考察
3. マスメディアやSNSの利用,自尊感情,痩身願望間の影響の性差について
マスメディアやSNSの利用が自尊感情にどのような影響を与え,さらにそれが痩身願望にどのような影響を与えるのかについて,性別によって影響に差があるのかを検討した。
「痩せることへのポジティブ感情(マスメディア)」から「基本的自尊感情」への影響に関して,男性よりも女性の方が大きくなっていることが分かった。近藤(2010)は,基本的自尊感情を他者との比較に依拠せずに生じる自己受容の感情としている。マスメディアで痩せている人を見て「自分も頑張ろう」と思ったり,希望を抱いたりする人は,男性に比べて女性の方が自己受容の感情に大きく影響する結果となった。望月ら(2016)は,小・中・高校生のいずれの学年においても,女子と比べて男子の方が,基本的自尊感情が高いことを示している。このことから,男性は他者と自分を比べることなく,自分自身を受け入れる傾向にある一方で,女性は痩せている人を見ることで希望を抱き,「自分も頑張ろう」と思うことができるため,前を向くことができる自分自身を受け入れ,基本的自尊感情に影響を与えることが考えられる。

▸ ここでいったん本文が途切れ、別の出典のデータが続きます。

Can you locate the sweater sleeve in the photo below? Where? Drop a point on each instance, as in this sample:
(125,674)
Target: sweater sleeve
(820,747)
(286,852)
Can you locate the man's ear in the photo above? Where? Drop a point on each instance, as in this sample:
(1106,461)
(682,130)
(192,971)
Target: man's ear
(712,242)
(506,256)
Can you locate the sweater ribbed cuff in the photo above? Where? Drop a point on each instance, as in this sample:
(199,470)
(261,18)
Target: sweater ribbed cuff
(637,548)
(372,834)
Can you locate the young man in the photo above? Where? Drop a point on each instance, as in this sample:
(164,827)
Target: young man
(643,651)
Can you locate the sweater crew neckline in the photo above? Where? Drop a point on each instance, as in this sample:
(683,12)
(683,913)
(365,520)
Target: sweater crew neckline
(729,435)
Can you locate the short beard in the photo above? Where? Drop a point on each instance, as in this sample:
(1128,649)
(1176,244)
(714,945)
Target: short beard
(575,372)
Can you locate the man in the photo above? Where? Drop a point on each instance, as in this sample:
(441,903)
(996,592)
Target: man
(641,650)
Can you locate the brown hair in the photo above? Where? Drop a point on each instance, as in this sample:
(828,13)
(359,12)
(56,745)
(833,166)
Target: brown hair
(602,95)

「痩せることへのネガティブ感情(SNS)」から「SNSの利用時間」への影響に関して,女性よりも男性の方が高くなっていることが分かった。これは,SNSで痩せている人を見て「私はダメだ」と思ったり,失望したりする人は,女性に比べて男性の方がSNSの利用時間が長くなっていることを示唆している。一方で,「痩せることへのネガティブ感情(マスメディア)」から「SNSの利用時間」への影響に関しては,男性よりも女性の方が高いことが分かった。これは,マスメディアで痩せている人を見て「私はダメだ」と思ったり,失望したりする人は,男性に比べて女性の方がSNSの利用時間が長くなっていることを示している。これらのことから,SNSの利用時間が長くなる影響要因が男性と女性で異なり,男性はSNSによるネガティブ感情,女性はマスメディアによるネガティブ感情が,それぞれSNSの利用時間に影響していることが分かった。これは,女性はSNSよりも日常から離れ,より外見を気にすることを求められるマスメディアで自分に失望することで,日常に近く,身近な人の安心感があるSNSの利用時間が長くなると考えられる。一方で男性は,女性よりも社会的自尊感情が高いことで,SNSで痩せている人を見て失望しても前向きにとらえ,他者と比べてより自分の良さを見つけようとSNSの利用時間が長くなると考えられる。
「痩せるための情報への積極性(SNS)」から「マスメディアの利用時間」に関して,女性よりも男性の方が高いことが分かった。これは,SNS上の痩せるための情報を積極的に見たり検索したりする人は,女性よりも男性の方がマスメディアの利用時間が長くなっていることを示唆している。一方で,「痩せることへのポジティブ感情(SNS)」から「マスメディアの利用時間」に関しては,男性よりも女性の方が高いことが分かった。これは,SNSで痩せている人を見て「自分も頑張ろう」と思ったり,希望を持てたりする人は,マスメディアの利用時間が長くなっていることが示されている。これらのことより,マスメディアの利用時間が長くなる影響要因が男性と女性で異なり,男性はSNSにおける痩せるための情報への積極性,女性はSNSによるポジティブ感情が,それぞれマスメディアの利用時間に影響していることが分かった。女性のマスメディア利用時間について,SNSで積極的に痩せるための情報を調べる人は短くなっているが,男性は,SNSで積極的に痩せるための情報を見る人はマスメディアの利用時間が長くなっている。これは,男性よりも痩身を求められる女性の痩せるための方法はSNSに十分あるが,男性が痩せるための情報は少ないため,マスメディアも利用して痩せるための情報を取得するために,SNSで痩せるための情報を積極的に見る男性のマスメディア利用時間が長くなっていると考えられる。また,男性よりも女性の方が,痩身願望が高いことから,SNSで痩せている人を見てポジティブな感情になる人は,マスメディアでもより多くの痩せている人(モデル,タレントなど)を見て目標とすることが多い女性の方が,マスメディアの利用時間が長くなると考えられる。
また,痩身願望への影響に関しては性差がみられず,性別に関わらず,SNSから痩身願望への影響が大きくなっていることが分かった。これはSNSの急速な普及によりマスメディアよりもSNSを利用する時間の方が長くなっている傾向があり,男女問わずSNSの影響が大きくなっているためであると考えられる。